Door de sluiting van de onderwijsinstellingen onlangs – en de daarmee gepaard gaande onvermijdelijke ontwikkelingsachterstand van onze jeugd – hangt de mensheid nu boven het hoofd dat er over een aantal jaar een generatie artsen wordt afgeleverd die in een crisistijd die de volksgezondheid raakt waarschijnlijk alleen maar kan reageren met: ‘Word niet ziek en was je handen!’
Tijdens mijn geheime culturele weekenden vroeger hadden we een steeds terugkerend grapje. ‘Als, diep in het bos, iemand die zich bezighoudt met de monitoring van coaches voor de training van adviseurs omvalt en er zijn geen artsen in de buurt om hem te horen, maakt hij dan eigenlijk wel geluid?’ zeiden we dan tegen elkaar, en we lachten er telkens uitbundig bij. We doelden natuurlijk op het alom bekende feit dat een ziekte enkel bestaat bij de gratie van het kunnen stellen van de diagnose ervan door een of andere arts.
Maar wij beseften zeer zeker wel dat het gemakkelijk meetbare gegeven dat zo’n 50% van alle artsen moeite heeft met de chronologie van oorzaak en gevolg nog niet betekent dat 50% van alle mensen moeite heeft met de chronologie van oorzaak en gevolg. Dat zou een misvatting zijn betreffende statistische gevolgtrekkingen. Zo is een demonstratie in Den Haag van artsen die vinden dat artsen meer moeten verdienen ook een stuk minder indrukwekkend dat een staking van makelaars omdat die vinden dat artsen meer moeten verdienen.

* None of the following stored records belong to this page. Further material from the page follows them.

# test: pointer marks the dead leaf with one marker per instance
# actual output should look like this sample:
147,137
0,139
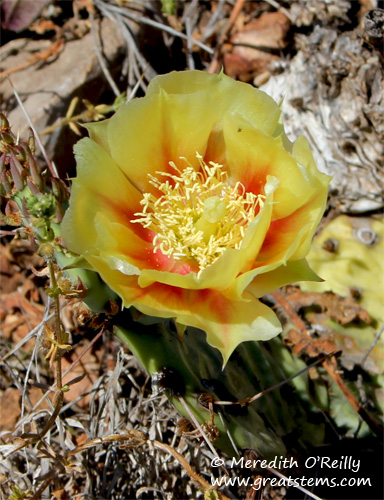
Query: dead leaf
344,310
256,46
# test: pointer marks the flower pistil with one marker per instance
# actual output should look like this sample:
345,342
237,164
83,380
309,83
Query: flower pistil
199,214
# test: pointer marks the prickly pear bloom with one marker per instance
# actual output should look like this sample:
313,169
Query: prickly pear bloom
192,204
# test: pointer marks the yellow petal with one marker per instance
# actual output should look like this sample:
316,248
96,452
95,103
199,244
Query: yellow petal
228,95
227,323
99,187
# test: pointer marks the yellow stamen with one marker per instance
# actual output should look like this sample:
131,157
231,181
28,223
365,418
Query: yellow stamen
199,215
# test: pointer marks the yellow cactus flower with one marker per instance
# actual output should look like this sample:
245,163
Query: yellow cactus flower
191,203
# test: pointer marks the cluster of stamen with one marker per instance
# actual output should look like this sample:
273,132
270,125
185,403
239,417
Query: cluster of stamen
199,214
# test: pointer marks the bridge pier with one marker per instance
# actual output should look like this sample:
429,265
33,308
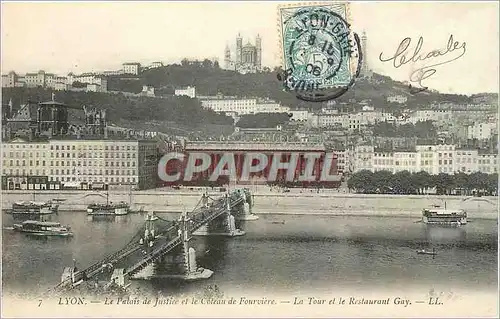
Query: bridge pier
245,213
224,225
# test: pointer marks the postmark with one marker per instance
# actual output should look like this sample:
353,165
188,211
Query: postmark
321,56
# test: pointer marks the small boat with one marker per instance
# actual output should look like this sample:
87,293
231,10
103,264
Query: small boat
108,209
38,228
425,252
33,208
444,217
114,209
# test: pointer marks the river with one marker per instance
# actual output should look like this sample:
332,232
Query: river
279,253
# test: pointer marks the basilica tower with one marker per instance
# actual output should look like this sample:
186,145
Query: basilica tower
258,47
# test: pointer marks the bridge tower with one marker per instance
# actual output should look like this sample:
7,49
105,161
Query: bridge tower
181,263
224,225
245,213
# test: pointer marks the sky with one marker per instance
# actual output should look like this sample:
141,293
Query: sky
95,36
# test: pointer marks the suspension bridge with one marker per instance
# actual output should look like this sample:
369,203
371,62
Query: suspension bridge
161,240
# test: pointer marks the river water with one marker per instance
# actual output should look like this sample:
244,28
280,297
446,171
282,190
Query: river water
279,253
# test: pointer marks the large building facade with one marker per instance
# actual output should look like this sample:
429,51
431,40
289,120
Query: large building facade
240,150
58,162
246,58
241,106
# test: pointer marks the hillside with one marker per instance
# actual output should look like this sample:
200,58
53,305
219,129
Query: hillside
210,80
181,112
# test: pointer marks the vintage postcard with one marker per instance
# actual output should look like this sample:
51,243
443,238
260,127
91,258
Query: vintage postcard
249,159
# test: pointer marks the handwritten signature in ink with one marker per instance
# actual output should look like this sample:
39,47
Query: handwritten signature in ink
403,56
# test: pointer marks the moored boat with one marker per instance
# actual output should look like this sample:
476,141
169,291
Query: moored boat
446,217
38,228
114,209
33,208
426,252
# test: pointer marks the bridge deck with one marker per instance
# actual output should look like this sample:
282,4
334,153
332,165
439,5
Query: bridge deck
167,239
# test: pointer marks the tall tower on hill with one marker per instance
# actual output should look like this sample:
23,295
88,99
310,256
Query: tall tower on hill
258,49
365,69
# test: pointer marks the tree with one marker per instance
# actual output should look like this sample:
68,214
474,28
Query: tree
382,181
402,183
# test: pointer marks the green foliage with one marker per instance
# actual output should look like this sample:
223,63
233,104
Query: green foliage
178,109
420,129
210,80
404,182
263,120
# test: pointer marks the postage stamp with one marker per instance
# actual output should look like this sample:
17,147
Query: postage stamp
155,167
321,56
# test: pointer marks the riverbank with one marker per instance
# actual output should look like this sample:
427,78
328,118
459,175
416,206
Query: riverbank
298,202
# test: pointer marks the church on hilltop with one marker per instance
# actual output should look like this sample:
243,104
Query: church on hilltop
246,59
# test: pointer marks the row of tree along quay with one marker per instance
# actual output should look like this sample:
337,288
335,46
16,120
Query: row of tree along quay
404,182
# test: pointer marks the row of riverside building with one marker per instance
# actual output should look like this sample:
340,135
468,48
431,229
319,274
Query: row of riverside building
433,159
55,163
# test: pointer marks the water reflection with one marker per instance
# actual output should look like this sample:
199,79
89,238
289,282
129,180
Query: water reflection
445,235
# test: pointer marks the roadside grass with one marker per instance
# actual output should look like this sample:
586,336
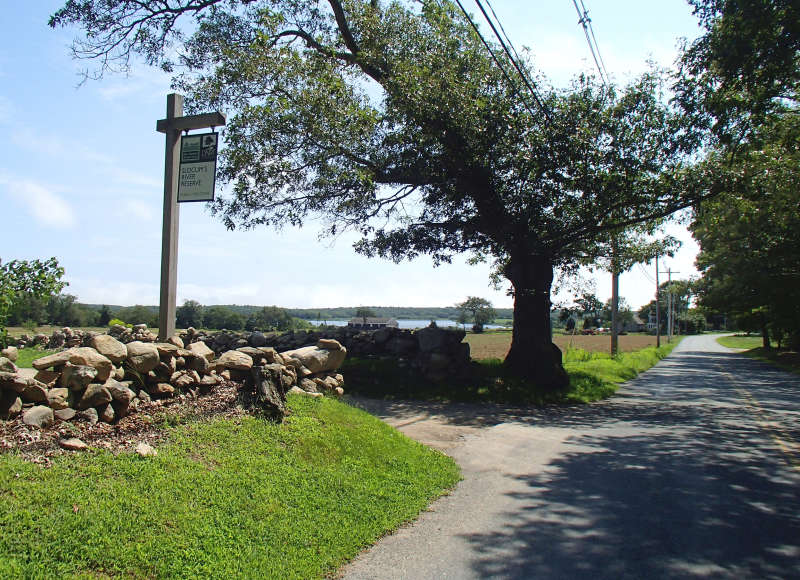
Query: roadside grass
593,376
222,499
741,341
28,355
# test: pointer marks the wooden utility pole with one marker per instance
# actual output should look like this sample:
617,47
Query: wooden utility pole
658,309
172,127
614,299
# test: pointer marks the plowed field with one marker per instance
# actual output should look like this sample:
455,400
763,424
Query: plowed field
496,344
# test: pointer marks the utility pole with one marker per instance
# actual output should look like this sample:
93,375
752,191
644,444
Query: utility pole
670,302
658,309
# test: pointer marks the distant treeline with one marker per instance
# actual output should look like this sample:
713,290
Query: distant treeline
348,312
398,312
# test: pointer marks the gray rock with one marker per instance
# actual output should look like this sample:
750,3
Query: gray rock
145,450
90,357
7,365
58,398
39,416
201,349
34,393
65,414
235,360
110,348
48,378
11,353
73,444
317,360
10,404
89,415
257,339
106,413
94,396
143,357
77,377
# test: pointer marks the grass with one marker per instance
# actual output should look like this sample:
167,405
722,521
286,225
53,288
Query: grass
28,355
495,343
593,376
786,359
741,341
222,499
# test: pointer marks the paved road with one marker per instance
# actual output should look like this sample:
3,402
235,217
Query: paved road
693,470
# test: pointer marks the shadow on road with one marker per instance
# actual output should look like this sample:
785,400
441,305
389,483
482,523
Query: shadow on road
688,454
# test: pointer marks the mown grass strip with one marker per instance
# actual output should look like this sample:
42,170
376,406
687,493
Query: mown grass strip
593,376
223,499
26,356
741,341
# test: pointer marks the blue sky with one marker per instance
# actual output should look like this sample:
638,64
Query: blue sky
81,174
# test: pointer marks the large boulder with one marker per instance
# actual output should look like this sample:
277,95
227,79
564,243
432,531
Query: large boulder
11,353
316,359
39,416
235,360
110,348
7,365
200,348
10,404
142,356
94,396
88,356
77,377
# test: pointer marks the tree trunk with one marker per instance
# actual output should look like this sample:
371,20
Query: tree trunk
533,355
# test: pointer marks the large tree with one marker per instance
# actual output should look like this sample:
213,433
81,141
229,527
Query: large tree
749,236
743,68
392,119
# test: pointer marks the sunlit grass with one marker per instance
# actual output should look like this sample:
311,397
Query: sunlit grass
223,499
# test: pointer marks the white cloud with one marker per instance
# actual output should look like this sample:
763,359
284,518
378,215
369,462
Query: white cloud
139,209
53,146
40,201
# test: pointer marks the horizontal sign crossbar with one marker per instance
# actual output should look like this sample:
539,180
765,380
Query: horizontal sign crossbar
190,122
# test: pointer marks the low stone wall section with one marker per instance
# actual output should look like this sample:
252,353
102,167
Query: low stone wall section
107,379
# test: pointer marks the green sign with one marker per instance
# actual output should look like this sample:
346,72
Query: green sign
198,167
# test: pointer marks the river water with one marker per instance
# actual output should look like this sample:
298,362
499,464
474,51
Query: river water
404,323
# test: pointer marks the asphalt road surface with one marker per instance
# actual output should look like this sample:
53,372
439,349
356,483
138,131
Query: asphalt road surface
692,470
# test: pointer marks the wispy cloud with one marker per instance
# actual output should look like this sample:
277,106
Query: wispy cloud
139,209
52,145
46,207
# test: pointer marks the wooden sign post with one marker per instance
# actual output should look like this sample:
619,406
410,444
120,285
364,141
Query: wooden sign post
172,127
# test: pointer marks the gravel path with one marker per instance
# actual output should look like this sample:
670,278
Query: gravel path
692,470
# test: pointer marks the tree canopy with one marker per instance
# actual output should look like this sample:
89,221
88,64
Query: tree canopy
391,119
744,68
750,236
35,279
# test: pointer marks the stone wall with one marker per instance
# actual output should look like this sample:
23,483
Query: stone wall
107,379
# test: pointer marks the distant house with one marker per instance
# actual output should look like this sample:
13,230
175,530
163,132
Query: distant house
370,323
635,325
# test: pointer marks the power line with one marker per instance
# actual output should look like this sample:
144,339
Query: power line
591,40
513,58
494,57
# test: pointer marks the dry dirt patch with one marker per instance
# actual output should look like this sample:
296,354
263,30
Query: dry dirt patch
496,344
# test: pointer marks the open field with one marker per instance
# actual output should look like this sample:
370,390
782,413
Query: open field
17,331
496,344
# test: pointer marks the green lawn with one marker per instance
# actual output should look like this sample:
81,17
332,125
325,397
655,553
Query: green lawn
223,499
741,341
28,355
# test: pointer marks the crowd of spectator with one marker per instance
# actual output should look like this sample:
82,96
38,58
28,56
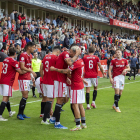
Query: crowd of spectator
16,32
121,10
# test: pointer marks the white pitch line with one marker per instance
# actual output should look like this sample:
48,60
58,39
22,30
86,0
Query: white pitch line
27,103
91,90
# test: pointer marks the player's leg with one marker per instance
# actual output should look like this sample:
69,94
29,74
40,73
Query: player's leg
60,90
95,84
130,74
48,93
88,97
66,99
22,105
11,113
77,117
43,103
134,72
88,91
47,110
2,107
83,119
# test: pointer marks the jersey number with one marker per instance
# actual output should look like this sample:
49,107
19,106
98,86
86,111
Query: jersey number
82,72
90,64
5,66
47,66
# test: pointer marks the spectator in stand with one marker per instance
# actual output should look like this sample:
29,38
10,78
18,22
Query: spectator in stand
5,25
12,15
54,22
19,17
66,41
23,42
18,38
16,16
21,29
47,20
2,56
40,37
5,36
133,62
43,49
18,25
13,29
9,24
1,38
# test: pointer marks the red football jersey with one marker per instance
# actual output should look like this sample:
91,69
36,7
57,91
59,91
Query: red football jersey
118,66
23,43
48,61
24,57
8,73
77,75
91,66
61,64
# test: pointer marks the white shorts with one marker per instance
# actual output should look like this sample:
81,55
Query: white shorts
39,86
69,91
24,85
5,90
118,82
48,91
93,81
60,89
77,96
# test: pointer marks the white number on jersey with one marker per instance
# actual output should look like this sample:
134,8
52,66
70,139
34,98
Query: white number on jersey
90,64
47,66
5,66
82,71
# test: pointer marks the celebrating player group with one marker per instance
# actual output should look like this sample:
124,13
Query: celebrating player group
63,76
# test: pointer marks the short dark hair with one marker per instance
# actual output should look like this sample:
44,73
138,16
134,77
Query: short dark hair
12,51
57,48
91,49
29,44
74,44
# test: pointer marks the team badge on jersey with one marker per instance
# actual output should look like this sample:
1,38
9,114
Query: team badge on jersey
22,58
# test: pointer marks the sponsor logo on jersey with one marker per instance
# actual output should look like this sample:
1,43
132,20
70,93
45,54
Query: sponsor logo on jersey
67,55
22,58
119,65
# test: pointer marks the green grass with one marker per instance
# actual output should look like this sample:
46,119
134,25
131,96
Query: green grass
103,123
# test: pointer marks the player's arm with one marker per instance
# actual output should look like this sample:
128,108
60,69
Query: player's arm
64,71
85,82
21,71
101,68
109,73
22,66
126,70
70,61
41,71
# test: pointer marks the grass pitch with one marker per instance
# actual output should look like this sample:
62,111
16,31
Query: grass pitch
103,122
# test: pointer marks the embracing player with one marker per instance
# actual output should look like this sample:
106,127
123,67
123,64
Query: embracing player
48,81
77,88
60,85
119,66
91,71
9,69
24,80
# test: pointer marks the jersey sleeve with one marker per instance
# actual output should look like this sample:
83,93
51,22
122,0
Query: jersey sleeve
111,64
98,60
22,58
32,63
15,64
73,67
66,55
126,63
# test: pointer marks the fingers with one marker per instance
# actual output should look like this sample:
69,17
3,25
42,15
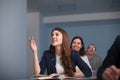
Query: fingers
107,74
111,73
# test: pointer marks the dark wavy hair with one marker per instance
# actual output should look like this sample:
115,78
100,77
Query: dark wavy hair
66,52
82,50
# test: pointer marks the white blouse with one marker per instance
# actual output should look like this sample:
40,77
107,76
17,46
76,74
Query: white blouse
59,67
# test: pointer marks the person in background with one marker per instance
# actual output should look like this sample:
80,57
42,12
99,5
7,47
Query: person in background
59,59
94,59
78,45
110,69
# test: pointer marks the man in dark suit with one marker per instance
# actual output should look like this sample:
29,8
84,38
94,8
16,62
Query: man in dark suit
110,69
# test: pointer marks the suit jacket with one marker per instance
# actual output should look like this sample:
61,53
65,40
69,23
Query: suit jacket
48,62
112,58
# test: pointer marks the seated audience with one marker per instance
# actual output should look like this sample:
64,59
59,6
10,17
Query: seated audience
110,69
59,59
78,45
94,59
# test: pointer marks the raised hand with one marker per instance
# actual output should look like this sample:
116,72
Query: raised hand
111,73
33,44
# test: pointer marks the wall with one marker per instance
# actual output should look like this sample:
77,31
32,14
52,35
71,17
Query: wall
33,29
13,39
100,32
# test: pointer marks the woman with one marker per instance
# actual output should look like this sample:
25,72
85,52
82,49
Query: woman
78,45
59,58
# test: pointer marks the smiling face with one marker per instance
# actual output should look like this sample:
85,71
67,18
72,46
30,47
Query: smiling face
76,44
56,38
91,49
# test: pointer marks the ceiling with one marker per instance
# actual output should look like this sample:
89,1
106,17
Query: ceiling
66,7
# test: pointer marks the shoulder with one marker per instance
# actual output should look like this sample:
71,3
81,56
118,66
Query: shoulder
48,53
96,56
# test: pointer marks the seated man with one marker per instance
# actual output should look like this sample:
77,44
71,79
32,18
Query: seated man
110,69
94,59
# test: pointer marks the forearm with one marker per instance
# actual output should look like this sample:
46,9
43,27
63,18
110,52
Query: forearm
79,74
36,65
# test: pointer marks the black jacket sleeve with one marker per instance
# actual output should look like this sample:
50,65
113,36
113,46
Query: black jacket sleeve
112,58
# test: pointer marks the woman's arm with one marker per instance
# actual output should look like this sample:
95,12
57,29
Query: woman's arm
35,56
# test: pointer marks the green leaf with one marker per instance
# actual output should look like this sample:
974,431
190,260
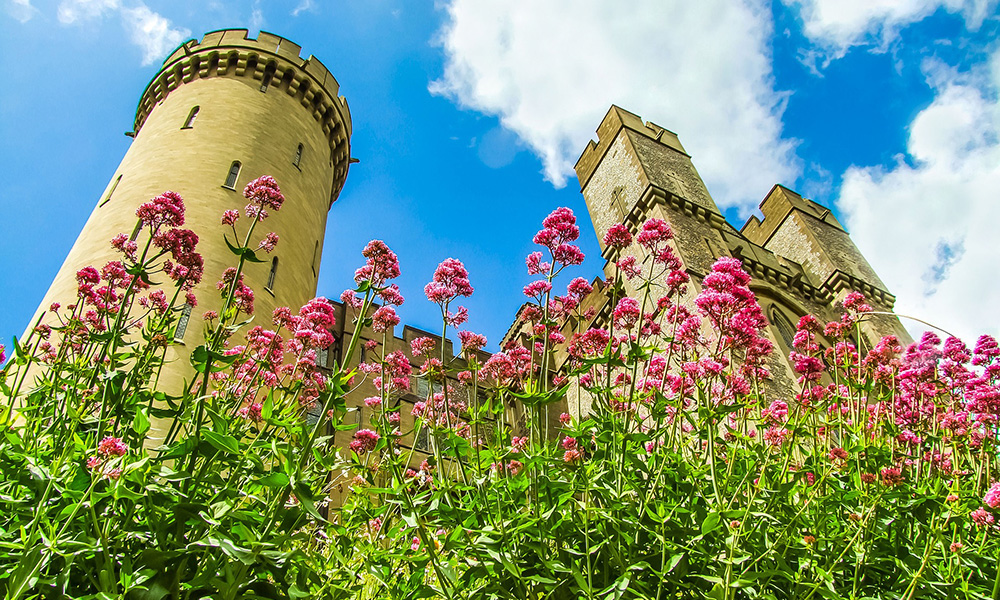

In het echte leven krijgt eigenbelang vaker de voorkeur boven empathie. Dat weten mensen van zichzelf en dat weten mensen van elkaar. Gevolg daarvan, onder andere, is dat je bij elke uitspraak die je doet je eigen statistische gegevens aanpast – in negatieve zin zelfs. Telkens als je klaagt heeft het minder effect dat de keer ervoor.
Klagen is ook in feite een uitspraak doen vanuit een te kleine steekproef. (De sterkte van een statistische conclusie wordt immers bepaald door de mate waarin de steekproef representatief is voor de populatie.) Een teken van onbegrip dus, eigenlijk. En dat onbegrip werkt twee kanten op – van het een komt het ander. Dat weten we van de wet van Lacey: zij die nu niet begrijpen, worden de onbegrepenen van straks. (Eerlijk gezegd is dit best een knullige ‘wet’. Door collega’s werd deze ook vaak schertsend Lacey’s velvet law genoemd. En Lacey was zelf ook liever gekend geweest om zijn onderzoek naar de semantische waarde van het metrum.)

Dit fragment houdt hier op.